Hablar de pobreza a secas tampoco no refleja la complejidad de la realidad; es la cercanía a las regiones ricas el origen del abuso de poder cada vez más frecuente. Si la pobreza tiene impactos en la población, los polos de crecimiento también. Y aunque es difícil de aceptar, no importa si son espacios de crecimiento formal, informal o ilegal, pues aunque la situación es mucho más crítica en los lugares con actividades informales o ilícitas, los lugares inyectados con inversión legal también han sucumbido al delito. Por ejemplo, aunque la extracción minera ilegal e informal en Madre de Dios es el ejemplo más cercano y más cruel de la explotación de víctimas de trata, el periodo de construcción de la Carretera Interoceánica trajo consigo situaciones similares que no fueron prevenidas o perseguidas debidamente.

Un tercer mito es que el enfoque de género no es primordial para emprender la tarea de entender y combatir este delito. Si bien es reconocido como un componente, se piensa que está subordinado a otros aspectos de mayor relevancia. De este modo, se cierran los ojos frente a la realidad de que, en nuestra región, 7 de cada 10 víctimas de trata son mujeres y 3 de cada 10 son niñas.
Este mito no permite develar que el género es un elemento primordial y transversal, que guía y muchas veces justifica el delito, pues detrás de cada mujer y niña explotada sexualmente están dos ideas fundamentales: la representación de la mujer como objeto para intercambio y uso sexual, y la idea de que los varones poseen un deseo sexual exacerbado que los convierte en consumidores irreflexivos de sexo, a pesar de las situaciones de explotación y abuso en las que se ven envueltos. Aún peor, detrás de la explotación sexual de mujeres y niñas, está la idea de “la vida fácil”, que es la gran responsable de no poder ver a las víctimas como tales, sino más bien como culpables de su propia situación.
El último mito que vale la pena derrumbar es que la trata de personas se resuelve con el rescate de la víctima, cuando en realidad hay un largo camino por recorrer. Como punto de partida, está la tarea de combatir los estigmas sociales que recaen sobre las niñas y mujeres que fueron sujetos de explotación sexual y evitar que sean tratadas como culpables.

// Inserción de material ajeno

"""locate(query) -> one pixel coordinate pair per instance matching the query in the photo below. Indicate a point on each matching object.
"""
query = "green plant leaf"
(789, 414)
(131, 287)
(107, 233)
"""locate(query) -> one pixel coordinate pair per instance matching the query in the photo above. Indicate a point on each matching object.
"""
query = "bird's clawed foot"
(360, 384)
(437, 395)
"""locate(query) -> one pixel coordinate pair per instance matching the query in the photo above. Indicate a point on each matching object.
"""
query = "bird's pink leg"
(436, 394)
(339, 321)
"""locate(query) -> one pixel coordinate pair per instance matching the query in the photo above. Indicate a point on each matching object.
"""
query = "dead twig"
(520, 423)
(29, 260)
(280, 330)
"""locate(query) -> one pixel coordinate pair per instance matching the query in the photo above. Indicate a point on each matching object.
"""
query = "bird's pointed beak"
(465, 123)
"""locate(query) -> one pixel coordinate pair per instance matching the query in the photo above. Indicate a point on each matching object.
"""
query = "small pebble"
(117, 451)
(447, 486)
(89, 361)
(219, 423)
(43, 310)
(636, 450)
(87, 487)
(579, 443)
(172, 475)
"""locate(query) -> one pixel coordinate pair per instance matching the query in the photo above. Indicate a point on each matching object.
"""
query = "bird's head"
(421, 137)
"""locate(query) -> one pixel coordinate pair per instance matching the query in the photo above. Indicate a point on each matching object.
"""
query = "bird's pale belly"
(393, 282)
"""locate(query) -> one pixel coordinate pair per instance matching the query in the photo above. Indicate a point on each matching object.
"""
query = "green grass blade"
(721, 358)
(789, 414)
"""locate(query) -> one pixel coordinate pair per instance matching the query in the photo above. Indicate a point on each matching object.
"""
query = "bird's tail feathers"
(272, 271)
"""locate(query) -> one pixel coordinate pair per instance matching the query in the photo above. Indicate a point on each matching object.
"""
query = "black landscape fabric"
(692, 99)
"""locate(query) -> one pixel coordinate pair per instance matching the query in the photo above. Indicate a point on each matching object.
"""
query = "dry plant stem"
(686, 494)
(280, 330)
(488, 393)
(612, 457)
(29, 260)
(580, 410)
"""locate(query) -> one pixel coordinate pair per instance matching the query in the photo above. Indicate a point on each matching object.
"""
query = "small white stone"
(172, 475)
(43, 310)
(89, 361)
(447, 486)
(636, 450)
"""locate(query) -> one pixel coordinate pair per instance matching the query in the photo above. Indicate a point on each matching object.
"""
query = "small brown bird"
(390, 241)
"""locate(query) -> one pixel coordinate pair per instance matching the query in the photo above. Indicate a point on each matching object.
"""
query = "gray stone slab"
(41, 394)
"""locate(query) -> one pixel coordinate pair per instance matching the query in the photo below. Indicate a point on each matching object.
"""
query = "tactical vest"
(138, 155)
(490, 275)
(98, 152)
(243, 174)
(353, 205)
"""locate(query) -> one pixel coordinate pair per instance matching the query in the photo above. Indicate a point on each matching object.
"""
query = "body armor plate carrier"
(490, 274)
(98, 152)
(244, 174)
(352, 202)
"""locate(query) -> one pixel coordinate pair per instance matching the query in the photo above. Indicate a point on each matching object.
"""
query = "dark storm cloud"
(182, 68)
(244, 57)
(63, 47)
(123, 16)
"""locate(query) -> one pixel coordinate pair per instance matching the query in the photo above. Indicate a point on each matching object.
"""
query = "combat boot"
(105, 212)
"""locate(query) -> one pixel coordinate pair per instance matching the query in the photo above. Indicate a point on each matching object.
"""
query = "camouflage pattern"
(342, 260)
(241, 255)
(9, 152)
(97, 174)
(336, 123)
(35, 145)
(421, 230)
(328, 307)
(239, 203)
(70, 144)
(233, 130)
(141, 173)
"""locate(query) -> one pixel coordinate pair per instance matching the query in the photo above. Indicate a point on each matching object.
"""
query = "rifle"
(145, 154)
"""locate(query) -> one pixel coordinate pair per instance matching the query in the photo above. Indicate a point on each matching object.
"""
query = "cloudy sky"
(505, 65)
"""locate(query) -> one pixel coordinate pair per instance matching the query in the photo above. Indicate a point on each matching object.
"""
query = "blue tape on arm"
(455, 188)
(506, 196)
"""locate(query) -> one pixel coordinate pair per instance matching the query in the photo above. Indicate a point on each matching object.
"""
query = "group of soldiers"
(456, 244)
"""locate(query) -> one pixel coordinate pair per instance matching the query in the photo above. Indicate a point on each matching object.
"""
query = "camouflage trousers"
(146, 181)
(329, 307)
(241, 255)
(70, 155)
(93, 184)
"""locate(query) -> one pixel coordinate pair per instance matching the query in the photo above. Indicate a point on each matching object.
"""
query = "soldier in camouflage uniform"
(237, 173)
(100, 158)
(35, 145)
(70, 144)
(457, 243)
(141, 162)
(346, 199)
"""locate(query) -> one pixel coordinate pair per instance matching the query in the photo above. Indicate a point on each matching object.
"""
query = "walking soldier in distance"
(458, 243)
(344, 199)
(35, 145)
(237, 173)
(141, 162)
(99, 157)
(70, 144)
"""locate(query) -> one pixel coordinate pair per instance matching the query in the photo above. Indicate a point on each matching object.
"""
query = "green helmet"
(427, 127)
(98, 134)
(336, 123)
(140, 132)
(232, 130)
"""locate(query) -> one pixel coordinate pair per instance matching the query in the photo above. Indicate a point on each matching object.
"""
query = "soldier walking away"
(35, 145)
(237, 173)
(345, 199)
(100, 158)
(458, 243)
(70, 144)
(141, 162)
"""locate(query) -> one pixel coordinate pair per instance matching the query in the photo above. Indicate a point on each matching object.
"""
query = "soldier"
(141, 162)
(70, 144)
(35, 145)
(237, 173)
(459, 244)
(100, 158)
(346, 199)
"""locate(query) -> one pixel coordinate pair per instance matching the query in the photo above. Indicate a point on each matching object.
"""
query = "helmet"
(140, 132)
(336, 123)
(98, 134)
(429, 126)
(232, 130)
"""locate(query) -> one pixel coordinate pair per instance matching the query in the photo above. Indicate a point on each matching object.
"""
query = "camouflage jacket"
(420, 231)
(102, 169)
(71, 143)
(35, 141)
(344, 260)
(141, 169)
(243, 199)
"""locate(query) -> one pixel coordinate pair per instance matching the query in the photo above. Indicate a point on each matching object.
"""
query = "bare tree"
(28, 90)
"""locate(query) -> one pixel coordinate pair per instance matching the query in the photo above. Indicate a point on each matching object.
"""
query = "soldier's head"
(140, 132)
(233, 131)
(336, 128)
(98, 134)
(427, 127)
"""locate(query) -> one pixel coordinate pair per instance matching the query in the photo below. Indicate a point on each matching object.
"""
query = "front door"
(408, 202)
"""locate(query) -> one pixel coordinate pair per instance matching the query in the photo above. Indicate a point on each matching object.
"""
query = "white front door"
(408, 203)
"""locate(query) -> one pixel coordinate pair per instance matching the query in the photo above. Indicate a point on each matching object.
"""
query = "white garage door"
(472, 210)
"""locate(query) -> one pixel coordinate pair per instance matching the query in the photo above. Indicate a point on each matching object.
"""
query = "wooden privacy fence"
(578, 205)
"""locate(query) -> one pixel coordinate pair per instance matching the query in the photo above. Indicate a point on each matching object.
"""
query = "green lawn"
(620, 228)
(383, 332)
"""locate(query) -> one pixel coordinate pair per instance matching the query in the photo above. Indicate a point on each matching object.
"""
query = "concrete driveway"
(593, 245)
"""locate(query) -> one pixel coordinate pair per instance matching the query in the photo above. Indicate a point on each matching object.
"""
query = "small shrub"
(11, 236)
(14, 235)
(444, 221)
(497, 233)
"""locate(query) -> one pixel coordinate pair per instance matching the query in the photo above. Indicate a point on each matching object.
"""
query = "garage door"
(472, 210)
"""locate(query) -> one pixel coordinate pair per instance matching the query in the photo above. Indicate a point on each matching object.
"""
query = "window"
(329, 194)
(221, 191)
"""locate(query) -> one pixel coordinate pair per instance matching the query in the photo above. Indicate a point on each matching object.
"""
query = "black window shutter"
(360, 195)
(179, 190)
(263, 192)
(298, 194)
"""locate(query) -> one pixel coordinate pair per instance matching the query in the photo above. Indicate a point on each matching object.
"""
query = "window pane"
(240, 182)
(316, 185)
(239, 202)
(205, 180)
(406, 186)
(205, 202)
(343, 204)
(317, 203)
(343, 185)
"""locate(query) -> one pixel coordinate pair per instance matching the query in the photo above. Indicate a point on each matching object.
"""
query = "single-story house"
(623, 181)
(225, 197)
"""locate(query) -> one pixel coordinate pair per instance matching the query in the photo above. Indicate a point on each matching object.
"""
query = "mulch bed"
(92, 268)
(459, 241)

La reinserción social y la restitución de derechos de las víctimas son otras tareas importantes para el trabajo post-rescate. Es importante que el estado dote a la víctima una condición plena de ciudadanía y asegure su acceso a derechos fundamentales, para así sacarla, de una vez por todas, de su condición de vulnerabilidad.
Las condiciones de explotación que sufren las víctimas superan la imaginación y mostrar las altas cifras del delito en contraste con su imperceptibilidad, es perturbador. Por eso es importante discutir sobre trata de personas, pues así los prejuicios pierden fuerza, logramos advertir lo que realmente enfrentamos y dejamos de justificar el delito.